Surgical treatment of exophthalmos

Graves orbitopathy (GO) is an exophthalmos or proptosis that can be classified as: fat-, muscle-, inflammatory-dominant, or more often, a combined type. Many variations in orbital decompression have been introduced to treat this condition. It is reported that the decrease in proptosis is associated with the number of walls removed, the number and size of holes made in the periorbita, and the type of preoperative proptosis. However, since many complex factors affect the amount of proptosis reduction, it is difficult to predict postoperative decompression outcomes.

To date, orbital thyroid surgeons have developed their own surgical procedures to best ensure a favorable outcome. There is currently no universally accepted treatment or assessment method.

Upon repeat surgery, doctors can apply their own standardized intraoperative assessment methods. Posterior, medial, and orbital floor decompression is a traditional technique.

Using the results of preoperative CT analysis, decompressions of the bone walls of the orbit are performed in cases with predominantly enlarged orbitals, with minimal or no fat proliferation, and with a minimum amount of fat removal (less than 1 ml).

In cases with significantly enlarged adipose tissues, deep and posterior intracranial adipose tissues are removed with extreme caution through transcanthophoric and caruncular swinging approaches.

We cannot fully predict preoperatively the required amount of fat removal or the number and size of bone removal to sufficiently eliminate proptosis based on CT alone and the degree of exophthalmos, since the characteristics of GO orbital tissues are largely heterogeneous compared to purely fibrous tissue.

The effect of decompression may be much weaker in patients with large fibrosis of the orbital tissues, which cannot be predicted before surgery.

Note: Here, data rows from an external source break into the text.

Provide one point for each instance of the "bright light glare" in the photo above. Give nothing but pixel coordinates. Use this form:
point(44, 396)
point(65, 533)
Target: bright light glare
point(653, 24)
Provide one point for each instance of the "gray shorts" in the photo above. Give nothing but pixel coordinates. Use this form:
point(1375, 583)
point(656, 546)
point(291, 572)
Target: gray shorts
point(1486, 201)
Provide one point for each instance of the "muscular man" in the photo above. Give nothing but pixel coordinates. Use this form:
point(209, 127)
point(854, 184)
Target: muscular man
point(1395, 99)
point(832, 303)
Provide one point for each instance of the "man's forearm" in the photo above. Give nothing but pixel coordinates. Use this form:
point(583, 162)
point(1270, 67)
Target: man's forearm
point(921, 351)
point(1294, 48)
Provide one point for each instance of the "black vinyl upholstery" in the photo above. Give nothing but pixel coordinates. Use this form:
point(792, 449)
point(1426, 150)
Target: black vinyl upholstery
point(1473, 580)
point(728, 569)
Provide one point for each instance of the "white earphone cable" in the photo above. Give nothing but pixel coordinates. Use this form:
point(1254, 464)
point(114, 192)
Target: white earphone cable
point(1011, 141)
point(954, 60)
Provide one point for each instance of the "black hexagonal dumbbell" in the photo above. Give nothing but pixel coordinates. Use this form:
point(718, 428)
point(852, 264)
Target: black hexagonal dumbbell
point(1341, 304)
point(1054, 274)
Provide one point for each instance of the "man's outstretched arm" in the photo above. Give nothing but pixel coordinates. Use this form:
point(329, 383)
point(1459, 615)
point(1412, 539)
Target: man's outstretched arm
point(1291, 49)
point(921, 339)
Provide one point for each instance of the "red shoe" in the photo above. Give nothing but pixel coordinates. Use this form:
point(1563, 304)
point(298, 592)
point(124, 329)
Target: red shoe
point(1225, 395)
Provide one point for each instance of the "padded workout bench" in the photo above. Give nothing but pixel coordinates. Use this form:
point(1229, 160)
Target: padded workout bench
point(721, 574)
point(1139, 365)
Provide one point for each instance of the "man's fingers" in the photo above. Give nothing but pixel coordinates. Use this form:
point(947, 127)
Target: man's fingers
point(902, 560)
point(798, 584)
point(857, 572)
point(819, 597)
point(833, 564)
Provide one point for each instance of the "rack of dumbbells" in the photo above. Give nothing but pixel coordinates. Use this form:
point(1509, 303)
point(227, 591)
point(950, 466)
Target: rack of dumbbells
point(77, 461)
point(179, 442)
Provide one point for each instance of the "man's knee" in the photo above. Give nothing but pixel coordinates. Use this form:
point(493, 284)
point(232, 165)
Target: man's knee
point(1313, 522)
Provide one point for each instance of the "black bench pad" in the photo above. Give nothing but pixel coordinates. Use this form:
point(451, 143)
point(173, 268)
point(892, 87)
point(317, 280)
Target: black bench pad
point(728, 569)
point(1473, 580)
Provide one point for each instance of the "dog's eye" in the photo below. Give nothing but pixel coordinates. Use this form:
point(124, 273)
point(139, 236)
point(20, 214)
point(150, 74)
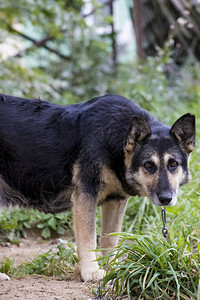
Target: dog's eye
point(173, 165)
point(148, 165)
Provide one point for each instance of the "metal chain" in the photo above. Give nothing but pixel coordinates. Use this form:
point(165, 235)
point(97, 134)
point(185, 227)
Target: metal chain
point(164, 219)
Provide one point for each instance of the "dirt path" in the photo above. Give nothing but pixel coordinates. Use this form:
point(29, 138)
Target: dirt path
point(38, 287)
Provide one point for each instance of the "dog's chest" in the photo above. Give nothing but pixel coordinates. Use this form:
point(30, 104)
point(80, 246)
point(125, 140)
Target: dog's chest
point(110, 188)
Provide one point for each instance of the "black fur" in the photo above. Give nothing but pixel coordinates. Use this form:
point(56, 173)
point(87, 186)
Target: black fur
point(40, 142)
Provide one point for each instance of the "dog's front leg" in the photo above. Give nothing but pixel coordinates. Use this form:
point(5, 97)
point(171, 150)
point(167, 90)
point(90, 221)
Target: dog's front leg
point(112, 216)
point(84, 215)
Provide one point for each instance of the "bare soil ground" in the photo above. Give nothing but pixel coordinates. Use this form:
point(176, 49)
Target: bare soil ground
point(38, 287)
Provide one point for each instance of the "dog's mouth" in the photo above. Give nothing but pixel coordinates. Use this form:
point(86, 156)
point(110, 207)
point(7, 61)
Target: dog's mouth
point(167, 199)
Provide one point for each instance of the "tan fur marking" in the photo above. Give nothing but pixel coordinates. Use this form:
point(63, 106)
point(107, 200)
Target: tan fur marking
point(111, 215)
point(84, 220)
point(9, 193)
point(111, 185)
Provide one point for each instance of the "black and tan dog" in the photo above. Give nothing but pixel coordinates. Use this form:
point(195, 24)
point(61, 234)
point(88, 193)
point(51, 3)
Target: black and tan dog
point(55, 157)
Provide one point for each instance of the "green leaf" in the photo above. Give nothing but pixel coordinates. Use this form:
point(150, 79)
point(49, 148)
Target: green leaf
point(46, 233)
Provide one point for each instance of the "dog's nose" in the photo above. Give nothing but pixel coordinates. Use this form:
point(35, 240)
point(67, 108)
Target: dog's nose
point(165, 199)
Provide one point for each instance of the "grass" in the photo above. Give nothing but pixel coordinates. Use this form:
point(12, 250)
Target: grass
point(148, 267)
point(145, 266)
point(151, 268)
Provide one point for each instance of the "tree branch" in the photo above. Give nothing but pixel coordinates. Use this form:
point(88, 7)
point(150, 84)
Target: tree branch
point(40, 43)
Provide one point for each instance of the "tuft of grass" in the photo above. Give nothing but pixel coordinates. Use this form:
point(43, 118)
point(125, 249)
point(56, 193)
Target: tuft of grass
point(6, 265)
point(148, 267)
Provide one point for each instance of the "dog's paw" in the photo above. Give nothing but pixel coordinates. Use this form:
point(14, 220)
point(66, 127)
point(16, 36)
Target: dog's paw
point(4, 276)
point(93, 276)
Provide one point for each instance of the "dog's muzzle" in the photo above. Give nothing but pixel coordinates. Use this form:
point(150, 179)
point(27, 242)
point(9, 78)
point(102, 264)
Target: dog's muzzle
point(165, 199)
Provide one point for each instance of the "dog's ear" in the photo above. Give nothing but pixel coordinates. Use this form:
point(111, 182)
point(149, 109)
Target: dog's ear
point(138, 130)
point(184, 131)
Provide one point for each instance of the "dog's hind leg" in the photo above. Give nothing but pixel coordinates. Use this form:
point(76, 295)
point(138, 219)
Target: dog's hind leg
point(112, 216)
point(84, 215)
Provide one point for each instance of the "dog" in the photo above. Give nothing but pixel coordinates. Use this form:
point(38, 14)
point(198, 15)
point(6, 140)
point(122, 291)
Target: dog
point(55, 157)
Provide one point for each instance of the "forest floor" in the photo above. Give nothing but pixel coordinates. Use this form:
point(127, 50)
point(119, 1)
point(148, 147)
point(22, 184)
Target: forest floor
point(37, 287)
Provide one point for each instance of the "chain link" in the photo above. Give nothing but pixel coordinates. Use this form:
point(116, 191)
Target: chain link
point(164, 219)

Therefore, by intraoperative assessment of proptosis reduction, we consistently performed decompression of the orbital bone walls. Reduction of proptosis by fat removal ranges from 1.8 to 4.4 mm, which is comparable to bone decompression.

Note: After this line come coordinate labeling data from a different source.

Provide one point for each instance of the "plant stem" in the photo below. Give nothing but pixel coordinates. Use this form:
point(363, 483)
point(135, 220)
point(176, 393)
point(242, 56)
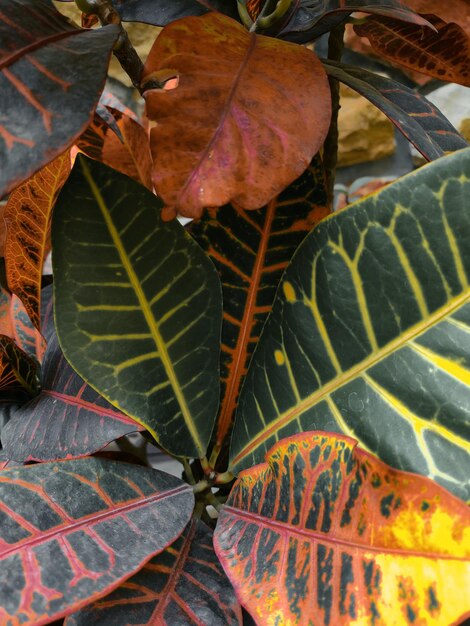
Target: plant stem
point(330, 147)
point(123, 50)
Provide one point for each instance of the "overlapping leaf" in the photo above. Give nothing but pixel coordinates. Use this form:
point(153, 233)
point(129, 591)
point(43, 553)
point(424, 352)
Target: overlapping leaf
point(46, 103)
point(250, 251)
point(18, 371)
point(315, 17)
point(138, 306)
point(184, 584)
point(28, 219)
point(419, 120)
point(444, 54)
point(369, 334)
point(230, 130)
point(72, 531)
point(324, 533)
point(162, 12)
point(67, 419)
point(129, 154)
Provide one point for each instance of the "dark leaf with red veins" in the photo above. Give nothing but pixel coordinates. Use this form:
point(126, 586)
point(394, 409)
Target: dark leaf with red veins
point(315, 17)
point(51, 77)
point(162, 12)
point(419, 120)
point(443, 54)
point(18, 371)
point(67, 419)
point(72, 531)
point(185, 584)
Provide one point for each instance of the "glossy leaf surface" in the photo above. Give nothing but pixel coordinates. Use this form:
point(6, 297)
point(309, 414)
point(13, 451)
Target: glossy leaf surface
point(162, 12)
point(28, 220)
point(324, 533)
point(46, 103)
point(444, 54)
point(369, 334)
point(67, 419)
point(419, 120)
point(128, 154)
point(184, 584)
point(230, 130)
point(312, 19)
point(73, 530)
point(18, 371)
point(138, 306)
point(251, 250)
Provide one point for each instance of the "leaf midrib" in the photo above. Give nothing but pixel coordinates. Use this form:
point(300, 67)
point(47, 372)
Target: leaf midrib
point(344, 378)
point(146, 309)
point(94, 518)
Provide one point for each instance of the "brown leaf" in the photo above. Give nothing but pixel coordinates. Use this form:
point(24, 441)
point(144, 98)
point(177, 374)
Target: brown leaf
point(130, 156)
point(444, 54)
point(245, 120)
point(27, 219)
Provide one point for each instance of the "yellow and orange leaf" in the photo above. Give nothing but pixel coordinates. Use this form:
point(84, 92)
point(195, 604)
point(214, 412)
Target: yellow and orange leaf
point(244, 121)
point(27, 218)
point(325, 533)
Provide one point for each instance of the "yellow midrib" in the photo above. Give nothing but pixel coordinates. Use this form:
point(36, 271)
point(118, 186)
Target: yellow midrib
point(145, 306)
point(337, 382)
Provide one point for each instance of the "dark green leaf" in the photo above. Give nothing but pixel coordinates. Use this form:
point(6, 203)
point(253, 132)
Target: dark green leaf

To reduce the frequency of postoperative diplopia, several surgical methods are used, including decompression: balanced orbital, deep lateral wall, fat removal. However, there is no surgical standard as of today. Induced diplopia after orbital decompression is present in 64% of patients. Fat decompression may take longer than bone decompression due to the time spent stopping bleeding and minimizing damage to structures around the muscles.

Nevertheless, fat decompression has many advantages over other types, including preservation of the orbital walls and, consequently, a lower incidence of surgically induced diplopia.

 Since fat decompression is not associated with bone removal, the likelihood of side effects such as hypoesthesia of the infraorbital nerve, cerebrospinal fluid leakage and diplopia are at least theoretically minimized.

From about 1 to 3 months, patients may complain of diplopia, which may be associated with temporary hypoglobus caused by massive removal of the lower half of the orbital fatty tissues and bleeding, swelling around the muscles. Nevertheless, a noticeable decrease in diplopia and eye mobility occurs within six months.